16. Es verbleibt also als „Möglichkeit" — und von dort liegen ja, häufig berichtet und allseits bestätigt, angeblich nur gute Erfahrungen vor — Verwendungen im Sanitäts-und Gesundheitswesen der Bundeswehr.
17. Nur selten wird über diese eher einsatz-und verwendungsorientierten Äußerungen hinaus die Sozialorganisation oder die Kampforganisation angesprochen, also die das Binnengefüge der Armee nach Einbezug weiblicher Soldaten betreffenden Probleme thematisiert. Sofern das dann doch geschieht, handelt es sich um Vermutungen; denn „Soldatinnen geben vermutlich mehr Probleme auf als sie lösen: Was macht eine Bundeswehrkompanie, wenn gleichzeitig Spießin und Hauptfrau in Mutterschaftsurlaub gehen? ” Zu diesem Kontext wird auch ein Zukunftsproblem als Folge weiblicher Soldaten angesprochen: Wie ist eigentlich das Problem der Kriegs-/Wehrdienstverweigerung geregelt, wer ist zustän-dig, wie wird (z. B. bei freiwillig dienenden weiblichen Soldaten, die den entsprechenden Antrag stellen) verfahren? 18. Derlei Auswirkungen auf die Bundeswehr können beim Stand der Diskussion nur erahnt werden.
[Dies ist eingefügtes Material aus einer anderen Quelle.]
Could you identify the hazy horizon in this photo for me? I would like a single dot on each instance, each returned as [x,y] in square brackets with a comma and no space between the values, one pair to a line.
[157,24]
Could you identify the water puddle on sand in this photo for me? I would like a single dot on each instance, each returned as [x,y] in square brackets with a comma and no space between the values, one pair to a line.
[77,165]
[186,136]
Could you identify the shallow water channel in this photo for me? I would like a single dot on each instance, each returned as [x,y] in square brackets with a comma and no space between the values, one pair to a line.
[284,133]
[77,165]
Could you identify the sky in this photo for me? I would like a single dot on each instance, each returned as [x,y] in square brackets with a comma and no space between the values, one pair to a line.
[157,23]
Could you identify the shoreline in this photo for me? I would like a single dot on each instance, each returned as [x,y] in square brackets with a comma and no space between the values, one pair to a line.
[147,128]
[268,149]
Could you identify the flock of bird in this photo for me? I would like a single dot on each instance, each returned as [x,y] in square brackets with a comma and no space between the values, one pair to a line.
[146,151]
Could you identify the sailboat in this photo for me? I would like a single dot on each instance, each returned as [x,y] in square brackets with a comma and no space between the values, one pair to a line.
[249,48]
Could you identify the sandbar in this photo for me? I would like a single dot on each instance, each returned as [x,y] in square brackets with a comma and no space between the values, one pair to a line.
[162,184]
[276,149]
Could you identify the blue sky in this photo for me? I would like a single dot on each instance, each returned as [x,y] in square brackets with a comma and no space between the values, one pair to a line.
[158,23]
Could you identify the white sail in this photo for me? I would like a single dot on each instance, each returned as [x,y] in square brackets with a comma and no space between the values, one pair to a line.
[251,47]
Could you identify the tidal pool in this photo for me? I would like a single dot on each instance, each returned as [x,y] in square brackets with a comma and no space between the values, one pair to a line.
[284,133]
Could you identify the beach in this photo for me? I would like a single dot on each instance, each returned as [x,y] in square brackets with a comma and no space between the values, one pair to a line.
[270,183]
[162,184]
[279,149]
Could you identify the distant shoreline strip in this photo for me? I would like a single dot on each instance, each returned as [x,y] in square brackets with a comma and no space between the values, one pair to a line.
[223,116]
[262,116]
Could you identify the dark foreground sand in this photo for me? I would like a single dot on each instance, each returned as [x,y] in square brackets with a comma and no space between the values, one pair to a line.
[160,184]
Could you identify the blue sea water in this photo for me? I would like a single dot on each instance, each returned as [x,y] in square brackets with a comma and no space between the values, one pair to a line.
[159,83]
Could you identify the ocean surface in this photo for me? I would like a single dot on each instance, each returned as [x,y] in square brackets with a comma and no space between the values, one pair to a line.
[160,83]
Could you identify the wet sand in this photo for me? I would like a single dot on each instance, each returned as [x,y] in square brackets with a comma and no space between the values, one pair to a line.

Welche Veränderungen des (traditionellen) Militärs tatsächlich eintreten, steht, so-fern wirklich weibliche Soldaten Teil der Bundeswehr werden, dahin. „Wer weiß, vielleicht würde gerade die Anwesenheit von Frauen .frischen Wind'ins militärische Denken bringen und das Wesen der Militärmaschinerie und ihre Denkautomatik langfristig verändern?" Inhaltlich differenziert werden diese Vermutungen so gut wie gar nicht.
IV. Zusammenfassung
Beim Versuch einer zusammenfassenden Bewertung der in den Medien vorfindbaren Meinungen zum Thema fällt zunächst auf, daß die Mehrzahl der beobachteten Äußerungen „oberflächlich" ist. Es ergibt sich der Eindruck, daß bei einem Großteil der ausgewerteten Meinungen das Thema „weibliche Soldaten“ eigentlich gar nicht gemeint war, daß es eine Art Stellvertreterfunktion für ein anderes Thema hatte: das der „Emanzipation" (einschließlich der auch als Emanzipationsproblem zu begreifenden weiblichen „Reservearmee"). Anders betrachtet, diente das Thema nach seiner „politischen Kreierung“ durch den Wehrbeauftragten erst einmal oder besonders als Katalysator oder Vehikel, um originär gesellschaftspolitische Kontroversen über die gesellschaftliche Rolle der Frau zu aktualisieren und auszutragen. Erst als sich das Thema auf diese Weise als „vermittelt" darstellte, war jedem, der sich dazu berufen fühlte, ein Anlaß geboten, sich in einem vertrauteren Metier als dem der Sicherheitspolitik zu äußern. Kaum ableitbar aus dem publizierten Material sind Mutmaßungen über die Einschätzung der derzeitigen oder zukünftigen Struktur, Rolle und Funktion der Streitkräfte, die spätestens dann angesprochen sein dürften, wenn es um eine sachadäquate Diskussion der Probleme im Gefolge weiblicher Soldaten geht. Ohne es ausdrücklich als Alternativen zu sehen, hätte die Einbeziehung weiblicher Soldaten wohl unterschiedlich auszusehen, je nachdem, ob man zuvorderst in den Streitkräften ein Integrationssymbol im Sinne nationaler Identität oder ein effizientes sicherheitspolitisches Instrument sieht Der bisherigen Tabuisierung militär-und sicherheitspolitischer Fragestellungen folgend, wurde das tatsächliche Interesse beim Publikum von Seiten der Medien als nicht vorhanden eingeschätzt: deshalb wurde die Einbeziehung von Frauen in die Bundeswehr auf einem anderen, dem als vertrauter oder geläufiger unterstellten Terrain der Emanzipationsdiskussion in den Konsequenzen weiterreichender diskutiert. Oder: Nach der Einschätzung der in den Medien Tätigen sind die Streitkräfte entweder nicht dem sozialen und gesellschaftlichen Wandel unterlegen oder folgen eigenen Gesetzmäßigkeiten, jedenfalls dürfen sie wegen dieses besonderen „sui-generis“ -Status nicht von solchen „nebensächlichen“ Fragen angerührt werden.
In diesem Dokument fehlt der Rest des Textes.